# Thinking about taking up MMA



## DeepLife (Jul 1, 2007)

I am a female with a 4 Dan in Ninjutsu and I want to start training in MMA. Do I need any extra training or do you think Ninjutsu is enough?


----------



## Brian R. VanCise (Jul 1, 2007)

Well if you are interested in MMA then I would suggest that you at least try it.  You will find it significantly different than your training in the X-Kans.


----------



## Andrew Green (Jul 1, 2007)

You generally don't need any training to join a MMA club


----------



## Tez3 (Jul 1, 2007)

You will as Brian says find MMA very different but it's great fun! Another woman in MMA would be pretty cool too. Are you looking to compete or just train? 

I've trained MMA now for over 6 years, I'd love to compete but am considered too old. I have a lot of female friends who do though including a couple who compete professionally, one of who fights in Bodog.


----------



## slideyfoot (Jul 4, 2007)

DeepLife said:


> I am a female with a 4 Dan in Ninjutsu and I want to start training in MMA. Do I need any extra training or do you think Ninjutsu is enough?
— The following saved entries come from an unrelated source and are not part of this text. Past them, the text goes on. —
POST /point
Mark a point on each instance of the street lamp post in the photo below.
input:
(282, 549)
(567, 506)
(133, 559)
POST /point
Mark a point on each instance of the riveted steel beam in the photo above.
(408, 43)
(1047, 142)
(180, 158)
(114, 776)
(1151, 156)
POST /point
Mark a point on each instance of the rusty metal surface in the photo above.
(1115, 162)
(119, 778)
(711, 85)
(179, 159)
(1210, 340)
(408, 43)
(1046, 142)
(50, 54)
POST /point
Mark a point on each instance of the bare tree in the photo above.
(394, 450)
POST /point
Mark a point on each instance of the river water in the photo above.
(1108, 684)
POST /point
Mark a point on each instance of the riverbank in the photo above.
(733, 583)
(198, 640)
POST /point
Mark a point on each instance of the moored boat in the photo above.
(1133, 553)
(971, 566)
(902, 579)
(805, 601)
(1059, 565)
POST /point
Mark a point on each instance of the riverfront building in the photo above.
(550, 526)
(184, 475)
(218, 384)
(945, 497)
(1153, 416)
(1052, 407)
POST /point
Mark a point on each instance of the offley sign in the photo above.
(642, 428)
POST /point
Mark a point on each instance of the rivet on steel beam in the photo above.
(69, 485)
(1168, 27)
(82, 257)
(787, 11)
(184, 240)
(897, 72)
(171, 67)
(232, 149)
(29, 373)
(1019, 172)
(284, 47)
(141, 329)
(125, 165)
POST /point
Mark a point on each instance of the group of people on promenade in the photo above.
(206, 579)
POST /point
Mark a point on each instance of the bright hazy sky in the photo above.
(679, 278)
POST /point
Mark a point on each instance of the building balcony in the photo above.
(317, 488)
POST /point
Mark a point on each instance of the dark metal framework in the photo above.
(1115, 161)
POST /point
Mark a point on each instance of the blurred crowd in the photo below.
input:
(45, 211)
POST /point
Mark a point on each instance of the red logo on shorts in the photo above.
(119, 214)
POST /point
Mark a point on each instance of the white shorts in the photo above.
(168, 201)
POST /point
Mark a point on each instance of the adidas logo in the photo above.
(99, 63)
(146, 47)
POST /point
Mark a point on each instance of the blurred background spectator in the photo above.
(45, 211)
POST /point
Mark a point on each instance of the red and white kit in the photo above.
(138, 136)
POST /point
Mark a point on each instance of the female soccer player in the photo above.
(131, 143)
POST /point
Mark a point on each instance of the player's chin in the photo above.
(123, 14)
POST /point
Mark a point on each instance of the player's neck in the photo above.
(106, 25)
Strength, skill and fitness will all improve through regular training (presumably your ninjutsu will have helped your fitness to some degree, but even if you'd done no training before at all, there would still be no need to hold off on starting). Attempting to improve all of those outside of class is no bad thing, but shouldn't prevent you from beginning a martial art: if you get into the mindset that you require certain preparation before getting down to class, you may never start. So if that is at all causing you to hesitate, I'd advise you to instead jump straight in.


----------